Friday 16 January 2015

Watching - Scene 6

Watching
Observations of a psychotic mind
- there and back again

*
Scene Six

Stage Directions: Lights cross fade as Saul steps forward to face the audience centre stage.

Saul: Life is full of miracles and make no mistake it was a miracle that I got better. It was a miracle because of where I was sent to get better; a mental health unit where I met others who were also ill.

They came from all walks of life, from doctors to clergy to businessmen to parents, OAPs, teenagers; rich and poor, intelligent and stupid, the well read, the illiterate – you name them – they were there. There were as many people burnt out with other people’s woes as much as they were with their own. Even medics worn out with the amount of suffering they saw pitted against the timewasters who got in the way of those they could’ve helped instead; business types exhausted with the pressures of some target driven career; the poor stripped of all reason to fight to survive – their self-esteem being non-existent; the bereaved, the oppressed, the neglected, the tortured, the abused.

There’s quite a few self-harmers there. Plenty of them – one was rushed to A&E for slashing their stomach open, I never found out why. I know they didn’t hear voices though – oh yeah. They were there too. And some weren’t just talking voices, there was that one who constantly heard a furious Brian Blessed screaming at them to go and throw themselves under a train. Imagine living with that if you can. The eating disorders were there, schizoids, addicts, neurotics, obsessives, compulsives, bi-polars and psychotics like myself. Some I met I knew would never be free of their demon illness and had to learn ways to live with it but for some – and thank goodness I’m one of them, it’s a temporary blip.

Yes, life in a mental health unit can be a melodrama a minute, but surprisingly it wasn’t like that al the time for there were quiet days too. Long and tedious with nothing happening at all and nothing to do past 5pm on a weekday when all laid on activities stopped; and no way out. And in the tea room, late at night you’d have the most interesting discussions. People comparing drug regimes, suicide attempts along with trying to fathom who would get better and who wouldn’t as well as the deepest of philosophical debates on what a mess world leaders had got us into, religion, politics, holidays, travel, family, work, sport, art, food and fashion just like normal people do.

I have been in many tea rooms and cafes since but in none of them have I come across anything which compares to those conversations and nothing in comparison to the understanding, compassion and tolerance of those people who, like me were so very very sick in the head simply because they were sick of the life they were living.

I have often wondered if therein lies the connection. Too much compassion and you risk going mad. How often have I been told that I was too sensitive - a neat way of saying I don’t want to listen to you, I want you to listen to me instead. How often it silenced me too.

But no, I’ve learned that I was ill because it happened to be my brain that malfunctioned – it could just as easily have been my appendix, but there’s no stigma attached to appendicitis is there?

When all is said and done a brain is just another organ in the body – why wouldn’t it be susceptible to illness? Silly to think it wouldn’t, let alone couldn’t be. What fools we are to think otherwise. I was so naive, so complacent, blasé before; so ignorant, arrogant and stupid to think I or anyone could be immune to mental illness. It comes down to the luck of the draw as to what life throws at you. It’s a lottery from what you were born into or who you bump into as you just do your best to make the best of things. Yes. Yes.
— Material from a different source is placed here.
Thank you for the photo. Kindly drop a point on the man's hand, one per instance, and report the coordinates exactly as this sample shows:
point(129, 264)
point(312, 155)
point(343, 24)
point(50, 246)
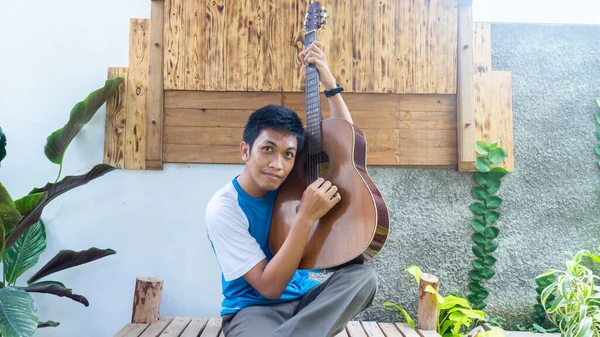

I was very naive.


PLEASE NOTE: Currently in the UK no mental health professional ever wears white coats and seldom wear uniforms of any kind unless they are nursing staff. CPN is the abbreviation for Community Psychiatric Nurse and they do not wear uniforms. Sectioning in other countries is the term that used to known as committed i.e. placed in hospital by decree from a medical team. 

In the UK it takes a committee of medical staff trained in mental health to agree that you are too ill to be left to cope on your own and it is very common for a member of public not related to you to ensure that medical staff are not in breach of the law. 

All people in the UK can appeal against being placed in hospital under the Mental Health Act.

By kind permission of Mel Dixon, the Mindwalking team is proud to publish a joint venture in the form of a play. Copyright and performance rights remains with Mel Dixon who we would like to thank for writing this piece with us and for all of us. 

We hope this will enable every to understand what both isolation and loss can lead to if people are left unsupported. No one should suffer alone, but sadly all too many still do.